Some factors increase the rate of wear and trigger electromigration (the process of electrons slipping through the electrical pathways) faster, such as higher current and thermal density. Because increasing frequency requires pumping more power through the chip, thus generating more heat, higher frequencies typically result in faster aging, and thus lowered life span. These problems become more pronounced with smaller feature sizes, such as when transistors become smaller inside modern chips (like AMD's shrink to a 7nm process and Intel's shrink to 10nm), simply because the chip is pushing more current through smaller transistors and interconnects. 

So, like the carton of milk in your refrigerator, your chip has an expiration date. It's the job of smart semiconductor engineers to predict that expiration date and control it with some accuracy, which is a difficult proposition given the unique characteristics of each and every individual piece of silicon that comes out of the fab. Given that switching the transistors at higher frequencies and higher temperatures increases the rate of wear on it and the surrounding structures, this is one of the primary levers that engineers pull to control the lifespan of your chip.

In short, reducing frequency can slow the aging process, thus increasing longevity.

That means Shamino's assumption that AMD's frequency reductions in newer BIOS versions are related to longevity is a logical conclusion. It also means The Stilt's claim that temperature thresholds have been changed to reduce frequency at higher temperatures is incredibly relevant, as that would also reduce the rate of wear during the times when the processor is most vulnerable to aging (higher heat and power). However, without proper explanation from AMD we don't know if that is the primary factor behind the changes, one facet of a much more complicated equation, or if it has nothing to do with the situation at all.

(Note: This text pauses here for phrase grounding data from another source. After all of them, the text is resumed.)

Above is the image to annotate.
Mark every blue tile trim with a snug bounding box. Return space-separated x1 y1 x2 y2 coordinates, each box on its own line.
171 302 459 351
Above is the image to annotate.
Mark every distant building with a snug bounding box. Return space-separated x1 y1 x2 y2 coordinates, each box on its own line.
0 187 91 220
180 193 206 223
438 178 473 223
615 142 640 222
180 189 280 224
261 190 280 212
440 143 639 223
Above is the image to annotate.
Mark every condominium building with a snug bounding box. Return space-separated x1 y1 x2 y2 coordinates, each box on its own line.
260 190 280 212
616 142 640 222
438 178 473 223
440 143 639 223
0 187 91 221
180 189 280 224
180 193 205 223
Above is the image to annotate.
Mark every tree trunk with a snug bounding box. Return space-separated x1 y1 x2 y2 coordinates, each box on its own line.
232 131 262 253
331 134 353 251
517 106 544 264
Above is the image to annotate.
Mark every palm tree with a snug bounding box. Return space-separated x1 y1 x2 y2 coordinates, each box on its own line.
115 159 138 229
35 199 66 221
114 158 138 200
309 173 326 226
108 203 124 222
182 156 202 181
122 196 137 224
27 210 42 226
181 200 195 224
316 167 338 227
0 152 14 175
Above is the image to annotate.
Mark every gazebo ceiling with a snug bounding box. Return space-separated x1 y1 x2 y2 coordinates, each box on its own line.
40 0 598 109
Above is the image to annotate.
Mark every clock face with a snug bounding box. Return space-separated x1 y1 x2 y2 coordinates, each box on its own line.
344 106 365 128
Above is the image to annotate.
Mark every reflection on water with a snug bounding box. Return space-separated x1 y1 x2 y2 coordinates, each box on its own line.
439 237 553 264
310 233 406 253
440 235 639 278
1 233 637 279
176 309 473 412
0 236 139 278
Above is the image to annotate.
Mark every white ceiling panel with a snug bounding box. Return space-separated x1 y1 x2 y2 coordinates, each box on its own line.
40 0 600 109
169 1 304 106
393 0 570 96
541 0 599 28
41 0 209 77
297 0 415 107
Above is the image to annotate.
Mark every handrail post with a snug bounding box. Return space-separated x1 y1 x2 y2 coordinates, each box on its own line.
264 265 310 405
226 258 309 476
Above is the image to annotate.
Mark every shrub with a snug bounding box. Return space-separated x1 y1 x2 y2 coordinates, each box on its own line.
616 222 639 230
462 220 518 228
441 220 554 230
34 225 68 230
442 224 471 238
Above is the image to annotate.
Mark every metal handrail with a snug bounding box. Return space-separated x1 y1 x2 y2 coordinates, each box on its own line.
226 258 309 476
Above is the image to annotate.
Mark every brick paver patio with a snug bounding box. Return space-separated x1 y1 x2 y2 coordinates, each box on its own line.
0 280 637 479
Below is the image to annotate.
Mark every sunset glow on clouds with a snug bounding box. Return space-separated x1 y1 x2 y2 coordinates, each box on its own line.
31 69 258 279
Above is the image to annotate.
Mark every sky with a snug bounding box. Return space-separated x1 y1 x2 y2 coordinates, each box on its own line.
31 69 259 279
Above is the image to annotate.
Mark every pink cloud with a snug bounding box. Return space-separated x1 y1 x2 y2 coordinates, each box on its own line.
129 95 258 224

We reached out to AMD for comment on August 27, 2019, asking if AMD had reduced Ryzen 3000's boost frequencies in newer motherboard firmwares to meet longevity requirements. AMD provided us with the following official statement on August 28, 2019:

AMD is committed to providing improvements and optimizations in AGESA updates as we have done with all of our processors. At present, AGESA 1003ABB is the latest release to customers and partners. As shared before, we will provide updates on enhancements when available in future AGESA versions.

Remember, we received this statement before AMD revealed that it had identified an issue in its firmware, and also before Intel quoted the reporting in its slide deck. It's noteworthy that AMD's statement doesn't address our question in any fashion.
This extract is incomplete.